HTML5 mobile application development vs. native development – this has become old debate that is still talked about. With this longstanding issue, there are two schools of thought. Proponents of HTML5 mobile application development see the ubiquity of HTML5 as the single reason for adoption. Proponents of native see the superiority of functionality that native apps can provide the moment.
Most recently, two events have occurred that have brought this issue back into discussion. The two events were that first, Nokia adopted Windows 7 as its smart phone platform, and second, Blackberry allowed Android apps onto its Playbook tablet. Unbeknownst to many, this had a large impact on HTML5 mobile application development.
Why did large brands such as Nokia and Blackberry do this? The answer is simple – customers are buying phones these days not just for the features, but also for the surrounding eco-system of apps. At this tame, Apple and Android have become the players in the app space.

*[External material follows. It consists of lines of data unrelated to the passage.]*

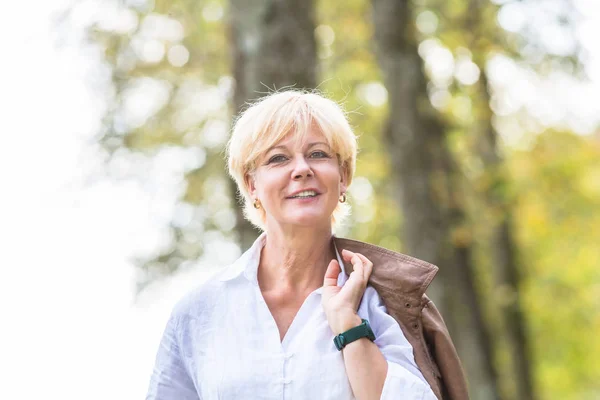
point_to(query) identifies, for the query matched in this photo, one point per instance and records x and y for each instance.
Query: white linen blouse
(221, 342)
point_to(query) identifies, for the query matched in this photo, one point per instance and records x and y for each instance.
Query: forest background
(480, 152)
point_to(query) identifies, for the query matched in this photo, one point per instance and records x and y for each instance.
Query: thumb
(332, 273)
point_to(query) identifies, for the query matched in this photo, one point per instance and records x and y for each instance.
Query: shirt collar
(247, 264)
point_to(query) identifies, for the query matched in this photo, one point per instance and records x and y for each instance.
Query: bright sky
(70, 329)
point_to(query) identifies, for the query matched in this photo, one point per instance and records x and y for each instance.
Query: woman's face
(298, 183)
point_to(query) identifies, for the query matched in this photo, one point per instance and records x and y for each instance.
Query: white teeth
(306, 193)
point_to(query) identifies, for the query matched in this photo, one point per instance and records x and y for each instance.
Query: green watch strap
(363, 330)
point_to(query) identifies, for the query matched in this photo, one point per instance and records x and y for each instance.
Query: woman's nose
(301, 168)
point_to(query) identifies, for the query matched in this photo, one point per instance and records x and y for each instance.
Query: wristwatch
(363, 330)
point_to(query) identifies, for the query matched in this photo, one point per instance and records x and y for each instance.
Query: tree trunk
(508, 276)
(429, 194)
(273, 46)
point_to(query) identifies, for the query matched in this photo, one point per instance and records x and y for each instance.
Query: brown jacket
(401, 282)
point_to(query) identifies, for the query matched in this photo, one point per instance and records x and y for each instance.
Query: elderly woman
(286, 321)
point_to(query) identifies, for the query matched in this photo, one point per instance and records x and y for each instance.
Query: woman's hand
(341, 303)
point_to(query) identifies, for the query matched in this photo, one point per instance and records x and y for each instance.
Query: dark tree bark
(273, 46)
(503, 243)
(429, 194)
(503, 246)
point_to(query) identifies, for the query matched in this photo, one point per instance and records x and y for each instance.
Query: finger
(332, 273)
(353, 258)
(368, 266)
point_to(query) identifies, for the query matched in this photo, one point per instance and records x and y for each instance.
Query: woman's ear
(344, 178)
(249, 182)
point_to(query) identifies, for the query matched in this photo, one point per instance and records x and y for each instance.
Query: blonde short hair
(267, 121)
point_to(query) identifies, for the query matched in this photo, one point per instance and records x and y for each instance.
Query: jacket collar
(392, 271)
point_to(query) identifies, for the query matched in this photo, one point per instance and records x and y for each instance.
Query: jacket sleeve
(454, 384)
(404, 379)
(170, 379)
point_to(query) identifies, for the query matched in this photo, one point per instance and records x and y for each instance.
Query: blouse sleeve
(170, 378)
(404, 379)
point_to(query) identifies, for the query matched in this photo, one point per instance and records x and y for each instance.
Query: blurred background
(479, 125)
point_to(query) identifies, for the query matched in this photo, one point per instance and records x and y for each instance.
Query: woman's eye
(319, 154)
(277, 158)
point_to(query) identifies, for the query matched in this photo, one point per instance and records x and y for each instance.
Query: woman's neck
(295, 261)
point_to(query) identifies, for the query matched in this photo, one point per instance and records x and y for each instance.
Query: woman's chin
(310, 219)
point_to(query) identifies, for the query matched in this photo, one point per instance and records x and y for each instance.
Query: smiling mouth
(305, 195)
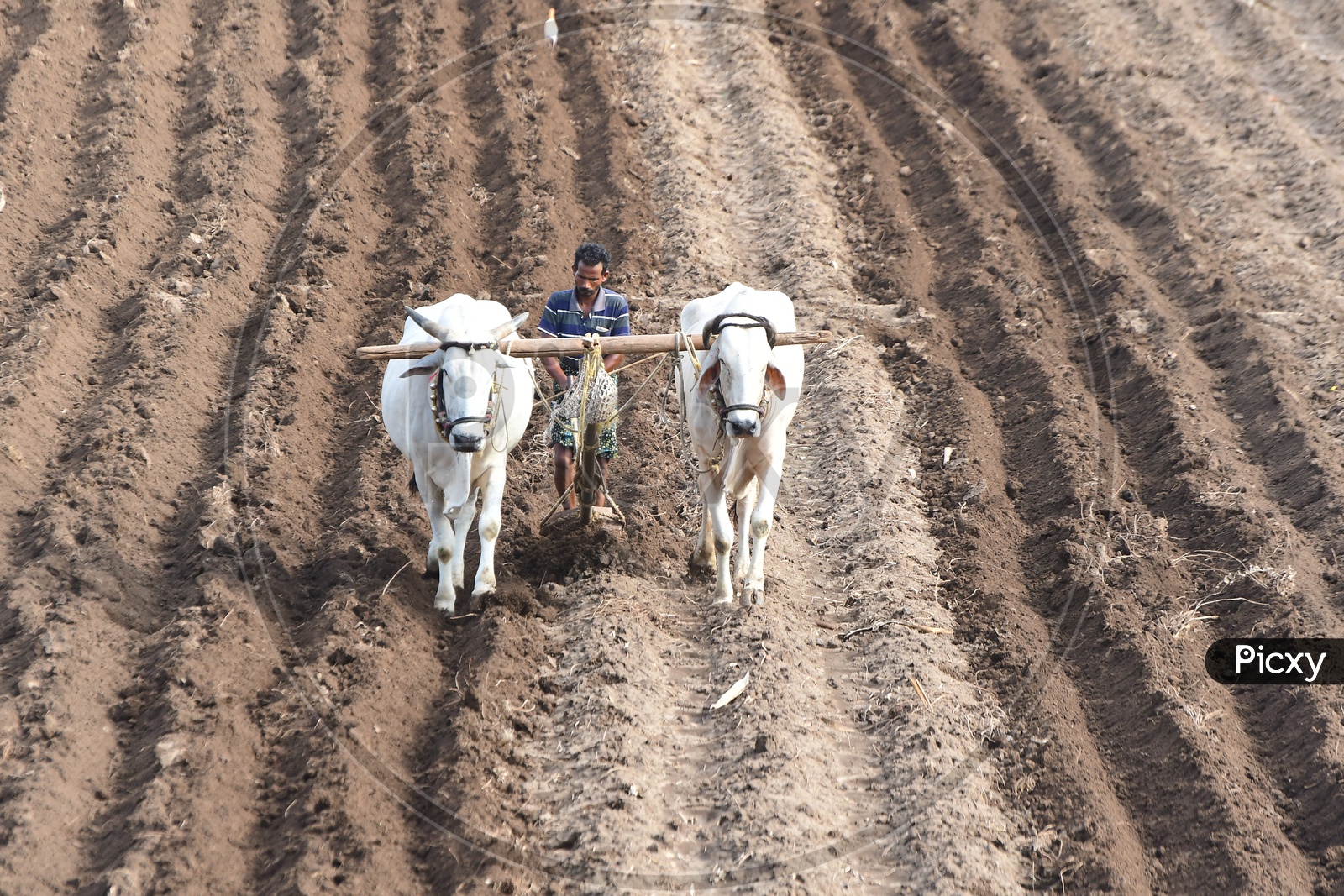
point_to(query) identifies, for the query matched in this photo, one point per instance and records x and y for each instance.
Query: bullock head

What does this mean for the HTML5 mobile application development? This means that there are just 3 big mobile platforms to develop for: iPhone, Android and perhaps Windows in the future. Coming back to our HTML5 debate – where does this leave us now? Developers have to just develop for two platforms – iPhone and Android, and hence a cross mobile development on HTML5 does not offer as much benefit as it used to in the earlier scenario with 5 to 6 prominent platforms. This clearly has an impact on HTML5 mobile application development.
We think HTML5 is a great technology and it will stay here for a long time, but we also believe that the first battle will be won by native apps. The next two years will remain native and two years in mobile is like two decades in any other technology. What happens next is anybody’s guess.